# Sonotube replacement?



## RiffRaff54 (Jan 14, 2010)

I'm designing In the Blood and have a lot of large columns as highway bridge supports that don't carry a load. I was going to use Sonotube but I was informed that a rough estimate of what my design would use would be about $3000 worth of 24" dia Sonotube.
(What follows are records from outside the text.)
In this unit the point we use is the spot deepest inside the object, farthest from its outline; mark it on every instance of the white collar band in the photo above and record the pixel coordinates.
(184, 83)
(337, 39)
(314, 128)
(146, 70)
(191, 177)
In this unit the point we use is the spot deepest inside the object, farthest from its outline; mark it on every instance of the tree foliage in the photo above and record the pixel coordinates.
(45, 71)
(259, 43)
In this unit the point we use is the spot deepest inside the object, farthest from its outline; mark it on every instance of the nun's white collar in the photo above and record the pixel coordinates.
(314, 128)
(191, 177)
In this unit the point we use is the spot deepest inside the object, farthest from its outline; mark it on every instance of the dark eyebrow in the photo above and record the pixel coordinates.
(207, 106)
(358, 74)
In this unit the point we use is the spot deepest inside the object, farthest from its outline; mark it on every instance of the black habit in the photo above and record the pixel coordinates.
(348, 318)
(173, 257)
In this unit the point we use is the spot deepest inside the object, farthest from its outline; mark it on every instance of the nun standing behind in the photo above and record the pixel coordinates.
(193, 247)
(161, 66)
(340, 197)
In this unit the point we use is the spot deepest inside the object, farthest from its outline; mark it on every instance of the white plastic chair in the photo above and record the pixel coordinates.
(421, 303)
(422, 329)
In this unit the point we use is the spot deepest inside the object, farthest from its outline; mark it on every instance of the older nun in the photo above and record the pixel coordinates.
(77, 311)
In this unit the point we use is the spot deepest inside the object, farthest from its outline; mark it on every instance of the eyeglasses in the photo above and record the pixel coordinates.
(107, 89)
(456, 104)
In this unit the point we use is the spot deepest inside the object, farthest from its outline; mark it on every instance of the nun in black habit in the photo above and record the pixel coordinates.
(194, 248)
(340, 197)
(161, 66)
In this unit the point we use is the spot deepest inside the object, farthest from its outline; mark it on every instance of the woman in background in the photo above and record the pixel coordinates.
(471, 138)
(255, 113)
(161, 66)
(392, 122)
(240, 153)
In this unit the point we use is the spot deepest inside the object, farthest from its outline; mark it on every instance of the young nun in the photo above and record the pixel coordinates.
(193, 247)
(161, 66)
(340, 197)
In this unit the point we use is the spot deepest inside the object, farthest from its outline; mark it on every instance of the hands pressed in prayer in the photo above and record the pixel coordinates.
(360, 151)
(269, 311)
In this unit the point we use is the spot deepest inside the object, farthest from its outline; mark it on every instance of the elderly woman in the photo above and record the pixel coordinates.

My question is does any body know of a good way to get the look I'm going for but for much cheaper?

Many thanks!


----------



## SHARYNF (Jan 14, 2010)

This MIGHT NOT work, but take a look at

SPANDEX COLUMN~WEDDING/PARTY DECORATION~PILLAR~10-12FT - eBay (item 280439557376 end time Jan-15-10 06:53:10 PST)

Sharyn


----------



## BrianWolfe (Jan 14, 2010)

You can redsign and make them square or octagonal columns. 
You can make them flats and paint them to look round.
Wood rings top and bottom wrapped with fabric.

How many do you need and how tall?


----------



## MarshallPope (Jan 14, 2010)

Call your local newspaper and ask about their paper tubes. We have a few that we use that are approx. 10' tall and maybe 18" dia. Not quite as wide as you want, but free if you can get enough of them.


----------



## Van (Jan 14, 2010)

Wood Armature, with a cardboard covering.


----------



## MarshallPope (Jan 14, 2010)

Van said:


> Wood Armature, with a cardboard covering.



This reminded me of something we bought once. We needed silver columns, and found some kits from Shindigz.com. All they were were cardboard circles for the shape, which were wrapped in corrugated paper. They overcharged horribly for them, but something like that could be done very cheaply assuming you found the corrugated paper. You would just have to make sure that no one leaned against them, as there is not much keeping them from denting.


----------



## Tmeche (Jan 14, 2010)

I would use van's idea but with chicken wire and muslin. that technique served us well when we did the forests for the Scottish play.



Sent from my HERO200 using Tapatalk


----------



## last125eagle (Jan 21, 2010)

I agree. Router out some circles from ply. Put something to hold them apart, wire then glue and paper, muslin cover, or card board cover.

The issue may be though what ever is saved on the tubes is spent on labor to build the tubes. how many columns are needed?


----------